Properties of the MDCT (and similarly the DCT) lead to difficulties when using this transform when performing spectral analysis and modification. First, unlike the DFT that contains both sine and cosine quadrature components, the MDCT contains only the cosine component. When successive and overlapping MDCT's are used to analyze a substantially steady state signal, successive MDCT values fluctuate and thus do not accurately represent the steady state nature of the signal. Second, the MDCT contains temporal aliasing that does not completely cancel if successive MDCT spectral values are substantially modified. More details are provided in the following section.

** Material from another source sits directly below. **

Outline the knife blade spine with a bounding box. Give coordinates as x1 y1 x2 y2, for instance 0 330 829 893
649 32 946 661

Because of difficulties processing MDCT domain signals directly, the MDCT signal is typically converted back to the time domain where processing can be performed using FFT's and IFFT's or by direct time domain methods. In the case of frequency domain processing, additional forward and inverse FFTs impose a significant increase in computational complexity and it would be beneficial to dispense with these computations and process the MDCT spectrum directly. For example, when decoding an MDCT-based audio signal such as Dolby Digital, it would be beneficial to perform loudness measurement and spectral modification to adjust the loudness directly on the MDCT spectral values, prior to the inverse MDCT and without requiring the need for FFT's and IFFT's.
Many useful objective measurements of loudness may be computed from the power spectrum of a signal, which is easily estimated from the DFT. It will be demonstrated that a suitable estimate of the power spectrum may also be computed from the MDCT. The accuracy of the estimate generated from the MDCT is a function of the smoothing time constant utilized, and it will be shown that the use of smoothing time constants commensurate with the integration time of human loudness perception produces an estimate that is sufficiently accurate for most loudness measurement applications. In addition to measurement, one may wish to modify the loudness of an audio signal by applying a filter in the MDCT domain. In general, such filtering introduces artifacts to the processed audio, but it will be shown that if the filter varies smoothly across frequency, then the artifacts become perceptually negligible. The types of filtering associated with the proposed loudness modification are constrained to be smooth across frequency and may therefore be applied in the MDCT domain.